Giovani Imprenditori, le ricette per il rilancio del commercio

La scomparsa dei negozi e il venir meno dei servizi commerciali minimi non è rimasto un fenomeno circoscritto alle piccole realtà di montagna, ma ha “contagiato” la città, come dimostra il caso del Villaggio degli sposi. È partito da qui – e dai dati che inesorabilmente segnalano, anno dopo anno e ancor più per via della crisi, il calo delle insegne (665 attività tradizionali perse negli ultimi dieci anni in Bergamasca) – il confronto lanciato dai Giovani Imprenditori dell’Ascom nell’ambito di Unibergamo Rete, la serie di eventi con cui l’Università di Bergamo, fino al 4 maggio, si apre al territorio. “Il valore dei piccoli” era il titolo del convegno, organizzato nella sede di via dei Caniana. L’incontro ha voluto mettere a fuoco, in particolare, la sostenibilità del piccolo commercio, ossia come trovare un punto di equilibrio tra il valore sociale e culturale universalmente riconosciuto alle attività di vicinato con l’imprescindibile necessità di far quadrare i conti. Vi hanno preso parte Piera Molinelli prorettore all’Orientamento, Luca Bonicelli presidente del Gruppo Giovani Imprenditori Ascom, Roberto Marchesi consigliere del Gruppo, Oscar Fusini vicedirettore dell’Ascom, Roberto Ghidotti responsabile dei Distretti del Commercio per l’Associazione e Silvia Salvi ricercatrice junior dell’Osservatorio Cores, Gruppo di ricerca su consumi, reti e pratiche di economie sostenibili dell’Università.

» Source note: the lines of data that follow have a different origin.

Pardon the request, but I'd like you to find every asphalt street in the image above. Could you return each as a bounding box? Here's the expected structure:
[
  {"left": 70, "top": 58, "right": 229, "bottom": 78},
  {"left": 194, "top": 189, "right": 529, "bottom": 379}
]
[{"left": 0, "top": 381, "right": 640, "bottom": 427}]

L’incontro ha messo nero su bianco lo scenario, le problematiche – con un approfondimento da parte di Fusini  sull’insostenibilità dei canoni di affitto e la necessità di passare a nuovi criteri per la vendita e la locazione se si vuole che attività di servizio come macellerie, panifici, fruttivendoli e alimentari tornino ad aprire – e gli strumenti a disposizione, su tutti i distretti del commercio, illustrati di Ghidotti.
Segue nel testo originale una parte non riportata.